O que dizemos agora é que o eixo Mirandela, Bragança e Macedo de Cavaleiros cada vez tem que se unir mais porque percebemos que do outro lado, o eixo Lamego, Régua e Vila Real, também está em desenvolvimento e a apostar no futuro. Cada vez mais temos que pensar que ou temos uma certa dimensão e trabalhamos a uma escala maior, ou então perdemos o desenvolvimento para o outro eixo, o que é extremamente complicado em termos competitivos. Daqui para o futuro os autarcas precisam de além de olhar para a capela, a câmara (e nós infelizmente só somos eleitos para a câmara), temos que olhar também para o desenvolvimento da região.
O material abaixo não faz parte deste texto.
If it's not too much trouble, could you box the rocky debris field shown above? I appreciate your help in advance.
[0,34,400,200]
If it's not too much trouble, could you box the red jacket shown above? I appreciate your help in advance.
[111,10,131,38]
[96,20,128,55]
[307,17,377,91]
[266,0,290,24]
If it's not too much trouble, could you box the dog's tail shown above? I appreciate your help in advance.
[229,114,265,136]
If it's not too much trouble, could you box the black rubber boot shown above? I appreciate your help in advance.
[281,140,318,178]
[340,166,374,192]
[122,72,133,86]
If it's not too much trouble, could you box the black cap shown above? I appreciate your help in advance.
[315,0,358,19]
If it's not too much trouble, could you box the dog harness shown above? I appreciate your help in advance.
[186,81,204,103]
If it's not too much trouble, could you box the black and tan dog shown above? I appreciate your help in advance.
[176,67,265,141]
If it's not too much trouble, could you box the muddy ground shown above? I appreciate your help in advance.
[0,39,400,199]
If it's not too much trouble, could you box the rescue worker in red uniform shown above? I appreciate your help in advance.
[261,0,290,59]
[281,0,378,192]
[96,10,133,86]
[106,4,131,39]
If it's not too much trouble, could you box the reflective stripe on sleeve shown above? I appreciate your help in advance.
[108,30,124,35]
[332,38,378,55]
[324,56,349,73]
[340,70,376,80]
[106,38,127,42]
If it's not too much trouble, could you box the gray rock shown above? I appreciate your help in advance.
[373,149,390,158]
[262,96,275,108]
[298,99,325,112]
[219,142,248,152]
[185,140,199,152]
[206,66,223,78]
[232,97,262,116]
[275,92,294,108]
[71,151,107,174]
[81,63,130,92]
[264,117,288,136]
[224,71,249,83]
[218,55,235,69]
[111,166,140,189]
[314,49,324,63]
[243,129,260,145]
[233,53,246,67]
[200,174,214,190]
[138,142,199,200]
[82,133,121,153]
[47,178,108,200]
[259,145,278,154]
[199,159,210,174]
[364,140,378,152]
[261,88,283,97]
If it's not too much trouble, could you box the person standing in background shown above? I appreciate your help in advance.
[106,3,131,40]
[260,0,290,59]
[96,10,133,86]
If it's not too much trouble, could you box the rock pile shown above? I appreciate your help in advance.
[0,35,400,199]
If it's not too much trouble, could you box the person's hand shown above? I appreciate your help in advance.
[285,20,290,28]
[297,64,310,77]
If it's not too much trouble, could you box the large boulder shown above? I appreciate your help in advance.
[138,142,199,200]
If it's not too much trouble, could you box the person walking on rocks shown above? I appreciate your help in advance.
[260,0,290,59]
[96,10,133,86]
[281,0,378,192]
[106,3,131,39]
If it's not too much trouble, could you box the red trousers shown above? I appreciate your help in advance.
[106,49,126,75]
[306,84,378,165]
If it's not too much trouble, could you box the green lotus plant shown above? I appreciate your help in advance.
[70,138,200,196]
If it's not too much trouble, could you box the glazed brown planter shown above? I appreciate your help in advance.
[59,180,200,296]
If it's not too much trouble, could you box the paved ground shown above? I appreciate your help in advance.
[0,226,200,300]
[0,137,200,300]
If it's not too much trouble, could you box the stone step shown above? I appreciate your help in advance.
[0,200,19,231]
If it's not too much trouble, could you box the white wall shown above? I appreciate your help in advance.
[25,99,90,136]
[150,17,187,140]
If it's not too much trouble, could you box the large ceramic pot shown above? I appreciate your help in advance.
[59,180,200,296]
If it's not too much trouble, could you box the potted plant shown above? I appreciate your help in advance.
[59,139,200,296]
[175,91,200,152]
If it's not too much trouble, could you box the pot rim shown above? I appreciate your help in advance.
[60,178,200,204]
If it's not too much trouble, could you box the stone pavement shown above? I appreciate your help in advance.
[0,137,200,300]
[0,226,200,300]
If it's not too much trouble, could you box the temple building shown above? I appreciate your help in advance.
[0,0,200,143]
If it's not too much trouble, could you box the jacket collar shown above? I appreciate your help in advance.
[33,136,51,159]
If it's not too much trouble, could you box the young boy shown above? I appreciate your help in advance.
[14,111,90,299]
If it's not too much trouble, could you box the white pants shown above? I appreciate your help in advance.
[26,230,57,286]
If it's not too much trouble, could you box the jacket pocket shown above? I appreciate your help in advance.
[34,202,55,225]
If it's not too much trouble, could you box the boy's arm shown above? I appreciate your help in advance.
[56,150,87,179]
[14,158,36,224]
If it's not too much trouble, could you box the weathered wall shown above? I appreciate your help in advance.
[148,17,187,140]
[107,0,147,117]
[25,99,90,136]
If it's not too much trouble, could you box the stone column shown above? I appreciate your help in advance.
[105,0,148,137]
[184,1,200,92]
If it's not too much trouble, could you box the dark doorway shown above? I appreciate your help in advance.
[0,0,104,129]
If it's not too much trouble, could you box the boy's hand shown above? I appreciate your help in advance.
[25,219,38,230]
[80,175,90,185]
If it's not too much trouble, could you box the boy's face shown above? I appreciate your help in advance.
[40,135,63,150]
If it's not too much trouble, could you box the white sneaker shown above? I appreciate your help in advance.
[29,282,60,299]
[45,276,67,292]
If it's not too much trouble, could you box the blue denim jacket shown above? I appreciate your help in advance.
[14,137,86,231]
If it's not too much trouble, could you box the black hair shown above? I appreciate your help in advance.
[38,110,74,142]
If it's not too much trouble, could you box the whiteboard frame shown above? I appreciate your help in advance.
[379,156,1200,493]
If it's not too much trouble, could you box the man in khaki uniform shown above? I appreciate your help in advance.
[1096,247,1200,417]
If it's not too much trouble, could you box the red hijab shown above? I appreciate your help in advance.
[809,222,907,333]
Por isso acho que urge haver um órgão supra autárquico que coordene o desenvolvimento da região, caso contrário corremos sempre o risco de cada um de nós estar preocupado apenas com o seu concelho em detrimento do desenvolvimento da região.

Eduardo Beira:
E ao nível ainda das infra-estruturas do desporto e do lazer?

José Silvano:
Nós tínhamos aqui um grau de desenvolvimento muito inferior em relação ao resto do país - nomeadamente em equipamentos desportivos éramos praticamente um deserto. Nos últimos vinte anos não só Mirandela, mas penso que os outros concelhos também, conseguiram todos ter uma piscina aquecida. Nós neste momento também estamos a caminhar para isso e para uma piscina descoberta. Temos campos de futebol relvados e estamos a pensar também num complexo. Dependendo das infra-estruturas desportivas, é evidente que as colectividades ganham outra dimensão e pressionam-nos para isso. Mirandela em termos desportivos tem duas ou três bandeiras regionais e nacionais que nos obrigam a caminhar para as infra-estruturas físicas. Tem o CTM, o Clube de Ténis de Mesa local, que além de ser campeão nacional também participa nas competições europeias, o que é já uma responsabilidade acrescida. Tem o futebol que sempre foi um ex-líbris, embora esteja na terceira divisão, apenas porque são essas as possibilidades do Clube. Foi campeão mundial em Kik Boxing, uma modalidade que aqui também tem alguma implementação. Depois tem várias equipas em todas as modalidades. O Jet-ski tornou-se muito importante, já decorreu aqui o campeonato da Europa e este ano vai decorrer pela primeira vez a taça do mundo, vêm cerca de setecentos concorrentes de todo o mundo. É o maior evento que decorre a norte do país, tem transmissões em várias televisões internacionais, o que também é uma boa promoção a nível do exterior da região.

Eduardo Beira:
Neste momento está a ser construída uma nova piscina coberta?

José Silvano:
Mirandela tem o rio que já era uma piscina grande descoberta ao ar livre, temos uma piscina no parque de campismo, mas fazia falta uma piscina coberta porque no rigor do Inverno não podemos utilizar nada ao ar livre. Era uma velha aspiração dos mirandelenses que ficou para um segundo plano, devido ao custo elevado de manutenção, mas neste momento está já a ser construída, e estará concluída no próximo ano. É uma piscina olímpica o que nos dá a garantia de que não irá servir apenas para o treino e para a prática de natação da população residente, mas servirá também para se tornar num pólo de estágio de equipas internacionais, o que também ajudará a promover o Concelho, e para no futuro ter alguma referência em termos desportivos.